ANNA DIMANCHE
SCENE 1
Une tablette de médocs gît sur une table d’où s’échappe un fil de fourmis. La caméra suit la pérégrination des insectes. La bascule d’un rocking-chair écrase celle qu’on suit. La caméra longe le montant en bois du fauteuil tout en zoomant arrière et on découvre une vieille hystérique criant vers la télé
« Mais vas-y……Arrête de parler…Faut passer à l’acte maintenant »
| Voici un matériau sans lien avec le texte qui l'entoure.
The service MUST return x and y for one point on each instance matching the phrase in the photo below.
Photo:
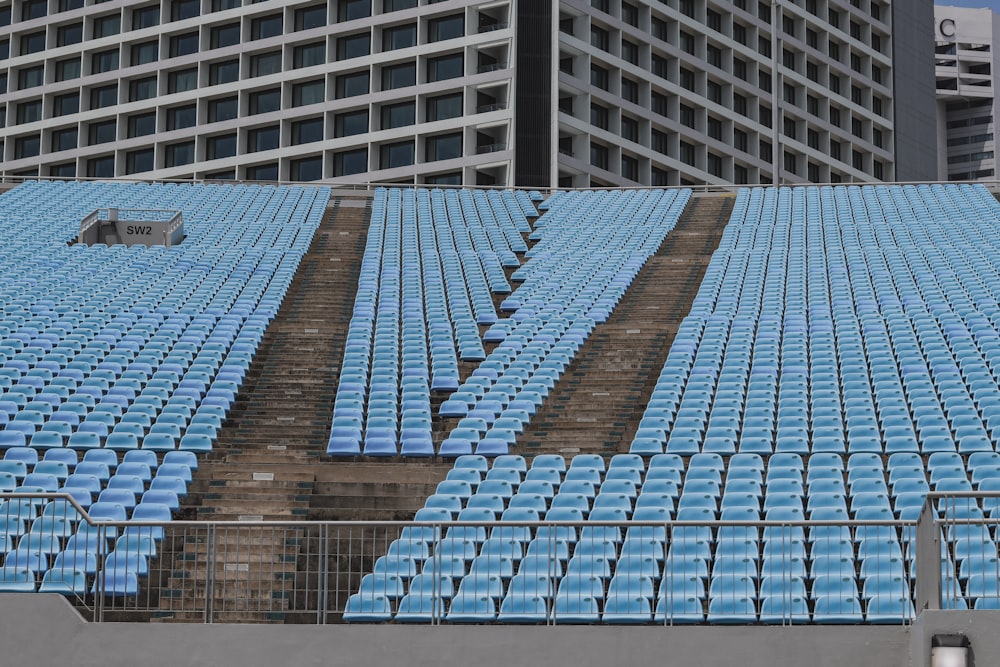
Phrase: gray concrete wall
(45, 630)
(913, 88)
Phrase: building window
(221, 146)
(265, 27)
(307, 18)
(69, 34)
(399, 37)
(31, 77)
(445, 67)
(225, 35)
(398, 115)
(64, 105)
(227, 71)
(145, 17)
(353, 46)
(309, 92)
(181, 117)
(101, 167)
(145, 53)
(446, 27)
(29, 112)
(399, 76)
(265, 101)
(350, 123)
(25, 147)
(139, 161)
(103, 133)
(265, 64)
(105, 61)
(68, 69)
(399, 154)
(105, 96)
(354, 9)
(64, 140)
(142, 89)
(306, 169)
(263, 139)
(444, 107)
(180, 154)
(263, 172)
(443, 147)
(226, 108)
(106, 26)
(307, 131)
(142, 125)
(184, 9)
(346, 163)
(182, 80)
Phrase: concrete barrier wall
(45, 630)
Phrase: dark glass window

La caméra pivote sur l’écran de la télé où l’on aperçoit un jeune homme maladroit tentant vainement de séduire une jeune femme. L’image est comparable à celle d’une caméra de surveillance. La fille part…On entend la porte claquer…
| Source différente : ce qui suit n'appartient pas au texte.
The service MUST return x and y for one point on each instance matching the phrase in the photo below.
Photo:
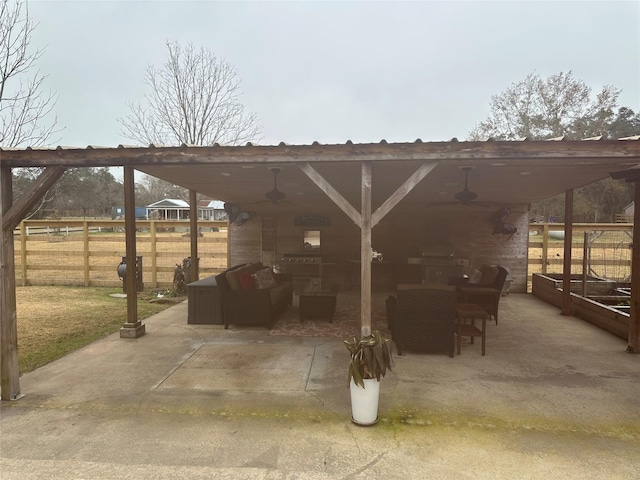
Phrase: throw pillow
(246, 281)
(264, 279)
(489, 275)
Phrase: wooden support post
(365, 250)
(585, 263)
(545, 248)
(9, 371)
(154, 254)
(132, 328)
(566, 261)
(633, 345)
(85, 253)
(193, 234)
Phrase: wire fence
(604, 250)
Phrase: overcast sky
(334, 71)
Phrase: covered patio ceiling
(503, 173)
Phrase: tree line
(194, 99)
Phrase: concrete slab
(554, 397)
(260, 368)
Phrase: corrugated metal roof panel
(284, 144)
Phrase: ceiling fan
(466, 196)
(275, 196)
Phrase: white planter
(364, 402)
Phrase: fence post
(154, 262)
(545, 247)
(23, 252)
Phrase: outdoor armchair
(486, 294)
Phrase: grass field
(54, 321)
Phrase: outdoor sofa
(252, 294)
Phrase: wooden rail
(87, 252)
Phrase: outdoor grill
(293, 258)
(438, 263)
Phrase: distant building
(212, 210)
(117, 213)
(177, 209)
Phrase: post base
(132, 330)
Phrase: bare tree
(194, 99)
(23, 105)
(541, 108)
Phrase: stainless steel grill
(288, 258)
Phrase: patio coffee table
(318, 304)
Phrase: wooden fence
(88, 252)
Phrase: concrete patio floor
(554, 397)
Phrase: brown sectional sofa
(245, 301)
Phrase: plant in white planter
(370, 360)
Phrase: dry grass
(59, 259)
(54, 321)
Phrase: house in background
(168, 209)
(212, 210)
(117, 213)
(178, 209)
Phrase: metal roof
(504, 172)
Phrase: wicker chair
(487, 293)
(422, 318)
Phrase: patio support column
(365, 251)
(566, 261)
(9, 371)
(193, 234)
(633, 345)
(133, 328)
La vieille coupe la télé tout en marmonnant :
« Il n’arrivera jamais à rien celui-là…..Faut que je recrute un autre locataire ».
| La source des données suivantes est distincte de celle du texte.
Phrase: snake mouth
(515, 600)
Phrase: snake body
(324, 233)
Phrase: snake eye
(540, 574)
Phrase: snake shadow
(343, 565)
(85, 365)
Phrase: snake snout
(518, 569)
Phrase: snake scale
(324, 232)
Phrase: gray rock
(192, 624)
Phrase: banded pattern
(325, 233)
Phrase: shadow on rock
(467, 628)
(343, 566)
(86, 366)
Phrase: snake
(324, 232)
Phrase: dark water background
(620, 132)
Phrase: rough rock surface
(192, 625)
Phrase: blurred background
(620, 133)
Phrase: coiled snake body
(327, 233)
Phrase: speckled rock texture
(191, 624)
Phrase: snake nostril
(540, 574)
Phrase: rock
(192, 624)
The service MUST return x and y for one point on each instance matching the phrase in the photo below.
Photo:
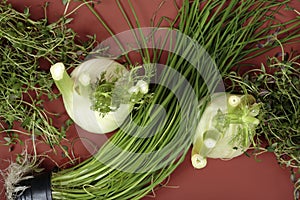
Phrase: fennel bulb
(99, 94)
(226, 128)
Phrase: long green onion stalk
(125, 168)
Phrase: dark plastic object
(40, 188)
Elle quitte sa chaise pour aller se coucher, continuant à dilapider des borborygmes incompréhensibles.
SCENE 2
Il fait nuit. Il pleut. La jeune fille marche sur le trottoir. L’innocence de son visage disculperait les pires criminels. Elle est fine comme une Roumaine, hautaine comme une Italienne. Ses cheveux rougeoient sous la capuche de son imper jaune. Elle murmure :
« Pénibles ces mecs… Plus moyen de baiser sans discuter. Et que je suis un espoir de l’athlétisme français, et que je suis ambitieux, et que je voudrais bien des enfants plus tard… Putain mais ta gueule !! Chier, toutes ces bornes à pied pour ça ».
Une voiture ralentit à sa hauteur. Un homme se penche par la fenêtre du passager qu’il vient de baisser.
« Voulez-vous que je vous dépose quelque part ?
- Oui je veux bien. Je vais dans le centre
- Montez. »
L’homme ouvre la porte, la fille se glisse dans la voiture.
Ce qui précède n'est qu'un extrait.